To me it seems our morals have somehow gotten lost in the jingoism and made a straw man out of a really complex and ugly problem. These children are fleeing endemic violence, corruption and exploitation so terrible that the prospect of walking through the dessert in the middle of the summer is the better option. Mind you this is after all the other dangers they had to face to get that far.
There's a story that goes something like this: "A girl was walking down the beach, picking up starfish that had washed up during a big storm and throwing them back into the sea. A man came along and looked down the beach at the thousands of starfish and said "You can't make a difference, there are too many starfish." The girl calmly looked at the man, picked up a starfish and threw it in the water, turned to the man and said, "It made a difference for that one."

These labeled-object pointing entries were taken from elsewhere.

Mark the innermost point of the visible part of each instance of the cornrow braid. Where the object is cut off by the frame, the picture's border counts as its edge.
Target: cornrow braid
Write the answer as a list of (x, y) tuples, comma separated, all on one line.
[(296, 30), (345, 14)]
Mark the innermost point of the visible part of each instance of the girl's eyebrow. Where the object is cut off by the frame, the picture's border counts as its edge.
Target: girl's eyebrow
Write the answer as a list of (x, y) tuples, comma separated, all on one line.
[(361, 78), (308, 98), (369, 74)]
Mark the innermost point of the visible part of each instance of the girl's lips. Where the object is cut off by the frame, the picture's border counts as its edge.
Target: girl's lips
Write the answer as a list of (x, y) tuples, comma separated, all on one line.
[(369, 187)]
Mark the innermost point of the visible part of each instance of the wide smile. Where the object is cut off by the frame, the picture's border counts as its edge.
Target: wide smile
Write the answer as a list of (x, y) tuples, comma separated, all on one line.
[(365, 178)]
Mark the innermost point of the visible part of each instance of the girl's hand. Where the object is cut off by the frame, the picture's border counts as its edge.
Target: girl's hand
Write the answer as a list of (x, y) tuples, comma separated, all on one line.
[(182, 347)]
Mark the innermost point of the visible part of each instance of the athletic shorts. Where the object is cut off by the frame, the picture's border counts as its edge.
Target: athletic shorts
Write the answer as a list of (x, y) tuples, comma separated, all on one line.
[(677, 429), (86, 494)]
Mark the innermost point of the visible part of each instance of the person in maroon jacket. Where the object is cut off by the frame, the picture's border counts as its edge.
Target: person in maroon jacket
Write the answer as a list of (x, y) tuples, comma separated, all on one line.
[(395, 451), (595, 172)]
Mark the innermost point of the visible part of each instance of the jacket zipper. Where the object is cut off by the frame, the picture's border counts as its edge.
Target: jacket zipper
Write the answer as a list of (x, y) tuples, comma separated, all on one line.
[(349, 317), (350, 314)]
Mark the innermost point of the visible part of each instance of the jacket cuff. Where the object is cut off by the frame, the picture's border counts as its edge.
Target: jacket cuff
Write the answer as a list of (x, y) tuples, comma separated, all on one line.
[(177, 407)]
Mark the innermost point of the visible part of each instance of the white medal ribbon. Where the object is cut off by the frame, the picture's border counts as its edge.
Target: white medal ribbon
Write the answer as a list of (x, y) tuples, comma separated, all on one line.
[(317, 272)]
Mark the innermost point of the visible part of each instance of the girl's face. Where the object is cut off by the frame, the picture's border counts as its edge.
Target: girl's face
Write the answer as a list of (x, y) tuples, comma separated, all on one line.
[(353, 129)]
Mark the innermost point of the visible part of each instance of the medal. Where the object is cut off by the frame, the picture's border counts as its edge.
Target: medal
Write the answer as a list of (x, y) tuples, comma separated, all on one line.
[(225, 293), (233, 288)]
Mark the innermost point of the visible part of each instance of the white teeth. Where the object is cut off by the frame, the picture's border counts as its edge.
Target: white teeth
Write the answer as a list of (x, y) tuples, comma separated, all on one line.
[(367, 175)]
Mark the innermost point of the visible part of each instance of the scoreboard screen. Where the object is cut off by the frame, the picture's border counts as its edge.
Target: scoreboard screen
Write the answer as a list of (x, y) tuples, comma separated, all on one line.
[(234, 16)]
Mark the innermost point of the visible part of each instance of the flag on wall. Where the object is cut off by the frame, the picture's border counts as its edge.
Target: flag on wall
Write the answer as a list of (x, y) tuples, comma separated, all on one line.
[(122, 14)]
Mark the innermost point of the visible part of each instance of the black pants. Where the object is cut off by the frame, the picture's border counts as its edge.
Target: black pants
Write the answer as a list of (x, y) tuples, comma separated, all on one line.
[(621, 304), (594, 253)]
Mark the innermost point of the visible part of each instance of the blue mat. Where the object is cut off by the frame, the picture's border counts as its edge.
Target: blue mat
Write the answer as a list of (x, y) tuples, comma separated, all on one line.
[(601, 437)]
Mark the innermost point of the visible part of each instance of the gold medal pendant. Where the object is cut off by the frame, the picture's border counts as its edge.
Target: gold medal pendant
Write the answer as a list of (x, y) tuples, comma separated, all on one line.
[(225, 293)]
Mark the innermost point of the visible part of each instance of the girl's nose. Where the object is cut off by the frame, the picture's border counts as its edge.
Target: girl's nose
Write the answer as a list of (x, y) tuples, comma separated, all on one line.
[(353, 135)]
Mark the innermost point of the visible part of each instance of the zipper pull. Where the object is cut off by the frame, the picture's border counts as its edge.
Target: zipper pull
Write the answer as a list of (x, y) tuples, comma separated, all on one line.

This is a ugly problem. However, I feel it's morally wrong to send children back into an environment where their only options are going to be poverty, gangs and exploitation.
There's also another flip side to this that I don't think people have fully contemplated.
If there's anything a country is built on, it's its children. These central american countries are exporting their next generation of doctors, engineers, lawyers, etc. Those children who end up staying in the united states and end up getting an education are going to grow up and contribute to our society, not theirs. Thinking ahead in 30 years, these countries are going to be cleaned out. It's going to be a society of old men, some of whom are drug lords controlling streets full of uneducated street thugs. If you think Guatemala is bad now, imagine what'll look like in 30 years.
I don't have any answers or good ideas on how to fix this. Many of these places are just so corrupt that just throwing money at the problem isn't going to fix it. However, pretending we don't have some moral obligation to help children in need is about as un-American as it gets.